Chances are they will always say “yes,” however asking is much more effective than forcing them to take it.
Now what if you don’t get a card in return? Well, think about that. They may not want to give you one, as they may not want to do business with you. Or they may have run out of cards! Simply ask for one. Whether you get one or not, the next step is the same.
Write a note to yourself on the back of the card you have received (or a card of your own if you did not receive one) that will serve as a reminder of the connection you just made with that person. This will be very effective in making a great impression when you are able to follow up with a call and say something relevant.
5. Prepare for your networking conversation.
Beyond introducing yourself and sharing what you do, or who you are with, you need to be articulate. Yes, real conversation where you can’t hide behind texts, LOLs, smiley faces, selfies, or emails that you have corrected, rewritten and spellchecked!
You need to be able to hold a conversation with real people face-to-face.
With all the technology that we use and the level of texting that is used to communicate, the face-to-face conversation can be the most intimidating and difficult.
How do you prepare for a conversation with a complete stranger? The reality is, most business networking functions are multi-generational so you need to find common ground.
If the conversation falls flat on the business side, can you speak about a common topic? For example, is it hockey playoff time? What are some of the current events in recent weeks? Is it close to the weekend? Is it cottage season?
Think about topics that you can easily and intellectually speak about. Do not sound off on the daily highlights from the morning news – make sure you know some details.
People love to talk about themselves so prepare a few questions that you can ask to further the first impression into a conversation of substance. The questions do need to be relevant and specific – “How about them Jets?” won’t get you all that far. Just be prepared, plan your questions, ask one, listen first and listen well.
6. Put away your phone – for real.
I know it is tempting to leave it on or to put it on vibrate. However, you know if it vibrates, you will be tempted to check it.
For the two hours you are business networking, your phone needs to be off. Period. You are there to work the room, meet people and conduct business.
The individual you are speaking with is the most important person to you at that moment. Sending or reading a text or checking emails on your smart phone while you should be talking makes you look unprofessional.

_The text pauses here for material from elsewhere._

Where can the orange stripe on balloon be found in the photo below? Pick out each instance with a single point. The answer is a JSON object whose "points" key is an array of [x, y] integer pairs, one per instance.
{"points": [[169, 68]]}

Even if you find yourself in a small group of three or four and you are not part of the topic of conversation right at that moment, you could be, so you need to be focused.
If you know ahead of time that there is an important call coming in, place your phone on vibrate, excuse yourself, extend a thank you, leave the physical space with the group you are with and then take your call.
7. Say goodbye – simple, but oft forgotten.
When you are leaving each conversation and at the end of an event, thank people for their time and say goodbye. This is especially important when you are leaving the conversation if you are in a mini-group.
It removes the awkwardness of simply walking away as others are speaking to each other. A simple “thank you” and “goodbye” is all that is needed. Do not go on about heading back to the office for another few hours, or saying how many emails you still need to get to or that you have another big meeting you are now going to attend.
You are in a room with busy, professional people. Everyone in the room has many emails, work they could go back to, and multiple events to attend. Announcing this may sound to you like simple small talk or you may think that it demonstrates what a dedicated and focused employee you are, however, remember that this is all about first impressions.
To some you could simply look like you are trying to falsely impress them or are disorganized with what you can and cannot get done in a day. Be present for the full conversation – from “hello” to “goodbye.”